Vous avez souvent monté des textes qui parlent de pouvoir, d’un pouvoir organisé ou de systèmes d’oppression, que ce soit dans
Le Bouc de Fassbinder, dans Super  Oslo  Blood d’après Macbeth de Shakespeare, ou encore dans Hot House de Pinter. Faites-vous des liens entre ces œuvres et la pièce de Viala ?

A.S.P..- Mon envie de faire de la mise en scène est partie d’un conflit intérieur, qui se dirigeait toujours contre un  pouvoir : le père, la mère, le pouvoir politique. Et j’ai eu besoin d’exprimer ma colère et ma frustration par l’art. Donc, très vite, les textes que j’ai choisis résonnaient avec ce vécu. Mais je m’ouvre de plus en plus à d’autres univers. Dans Séance, Viala a bien senti l’emprisonnement du personnage principal et son désir d’ouvrir la cage. On retrouve la notion de pouvoir. Sauf qu’ici l’auteur l’aborde sans jugement ni dogmatisme, avec un amour des individus.

 

M.A.- C’est un peu comme Tchekhov : Viala nous montre les êtres sans les juger. C’est la patte d’un grand auteur.


Vous semblez tous deux avoir une relation de filiation, spirituelle et artistique.
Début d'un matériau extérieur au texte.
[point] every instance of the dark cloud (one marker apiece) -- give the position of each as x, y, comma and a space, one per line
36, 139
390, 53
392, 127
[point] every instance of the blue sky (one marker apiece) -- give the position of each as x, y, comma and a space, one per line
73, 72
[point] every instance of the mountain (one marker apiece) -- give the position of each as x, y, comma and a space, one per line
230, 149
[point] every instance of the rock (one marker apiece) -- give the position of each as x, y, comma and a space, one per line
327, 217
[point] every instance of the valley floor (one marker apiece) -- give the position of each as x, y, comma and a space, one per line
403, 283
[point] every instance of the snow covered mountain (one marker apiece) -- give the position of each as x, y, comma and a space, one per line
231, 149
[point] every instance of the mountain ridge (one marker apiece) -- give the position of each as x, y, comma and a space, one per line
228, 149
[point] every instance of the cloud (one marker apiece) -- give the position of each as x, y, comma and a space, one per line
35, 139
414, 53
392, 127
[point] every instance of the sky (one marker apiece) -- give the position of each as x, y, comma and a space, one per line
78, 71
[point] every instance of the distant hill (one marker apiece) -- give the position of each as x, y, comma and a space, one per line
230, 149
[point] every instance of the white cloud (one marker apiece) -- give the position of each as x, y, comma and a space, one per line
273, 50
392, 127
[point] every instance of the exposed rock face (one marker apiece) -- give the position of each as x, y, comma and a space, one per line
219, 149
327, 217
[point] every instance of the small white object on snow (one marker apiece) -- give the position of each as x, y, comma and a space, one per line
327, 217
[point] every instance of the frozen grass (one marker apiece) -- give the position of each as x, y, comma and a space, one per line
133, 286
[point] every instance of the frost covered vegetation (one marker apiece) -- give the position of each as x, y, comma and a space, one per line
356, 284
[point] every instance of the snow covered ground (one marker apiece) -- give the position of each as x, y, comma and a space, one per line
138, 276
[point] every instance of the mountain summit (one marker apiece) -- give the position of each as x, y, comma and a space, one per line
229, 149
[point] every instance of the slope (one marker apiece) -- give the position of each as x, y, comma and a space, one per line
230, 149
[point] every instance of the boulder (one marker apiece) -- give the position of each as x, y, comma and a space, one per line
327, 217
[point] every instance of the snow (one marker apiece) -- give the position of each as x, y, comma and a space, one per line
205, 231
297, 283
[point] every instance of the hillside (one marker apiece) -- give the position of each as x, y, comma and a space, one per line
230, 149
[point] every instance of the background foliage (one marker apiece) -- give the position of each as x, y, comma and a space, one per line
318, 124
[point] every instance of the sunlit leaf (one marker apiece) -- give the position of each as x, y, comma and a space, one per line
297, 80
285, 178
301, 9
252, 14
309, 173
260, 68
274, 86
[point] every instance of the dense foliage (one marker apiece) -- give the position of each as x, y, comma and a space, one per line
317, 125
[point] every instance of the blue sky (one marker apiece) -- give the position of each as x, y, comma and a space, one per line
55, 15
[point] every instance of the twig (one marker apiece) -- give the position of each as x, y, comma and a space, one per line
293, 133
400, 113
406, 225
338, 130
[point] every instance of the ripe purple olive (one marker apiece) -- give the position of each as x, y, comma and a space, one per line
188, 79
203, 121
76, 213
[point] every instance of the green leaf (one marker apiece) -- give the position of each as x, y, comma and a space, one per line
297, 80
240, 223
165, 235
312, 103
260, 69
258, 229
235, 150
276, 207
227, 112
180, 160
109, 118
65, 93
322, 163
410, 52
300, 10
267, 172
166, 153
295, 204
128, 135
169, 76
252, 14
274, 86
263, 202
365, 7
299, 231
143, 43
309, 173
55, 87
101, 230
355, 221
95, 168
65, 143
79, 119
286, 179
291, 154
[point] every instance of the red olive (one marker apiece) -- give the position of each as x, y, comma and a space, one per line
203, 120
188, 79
M.A.- Nous nous sommes rencontrés il y a quinze ans, quand nous jouions ensemble dans un spectacle de Benno Besson. Sandro était le petit, il sortait tout juste du conservatoire. Nous avons tourné pendant plus d’une année, je le traînais avec moi dans différents lieux, des expositions, des églises. Pas du tout pour lui transmettre un message, mais pour partager des petites choses quotidiennes. Ensuite, des années plus tard, on s’est retrouvé sur un spectacle où Sandro était assistant à la mise en scène. Il disait des choses très justes et j’avais pleinement confiance en lui et en son regard. Quand il s’est agi de remonter Séance, j’ai tout naturellement pensé à lui... Sachant que je vais être bousculé et c’est tant mieux ! J’ai envie de quelqu’un qui porte un regard neuf sur cette pièce.

 

A.S.P..- Quand j’ai rencontré Maurice sur le Benno Besson, j’étais un peu perdu, j’avais plein d’a priori sur le théâtre notamment. Chez Maurice, j’ai trouvé une liberté de penser, une jeunesse et un amour de l’art sous toutes ses formes qui m’ont ouvert au monde. Le regard qu’il pose sur les choses, sa passion, son intelligence ont adouci la violence que je portais. Maurice m’a souvent parlé du théâtre qu’il faisait dans les années 1960, des textes qu’il montait alors. Il m’a fait découvrir toute une page de l’histoire du théâtre en Suisse que je ne connaissais pas. C’était subversif, j’y ai vu un côté punk que j’aime. Maurice est aussi le premier à m’avoir dit : « Si tu veux monter Macbeth, vas-y, fonce ! » Alors qu’on me servait toujours le discours comme quoi j’étais trop jeune et qu’il fallait attendre.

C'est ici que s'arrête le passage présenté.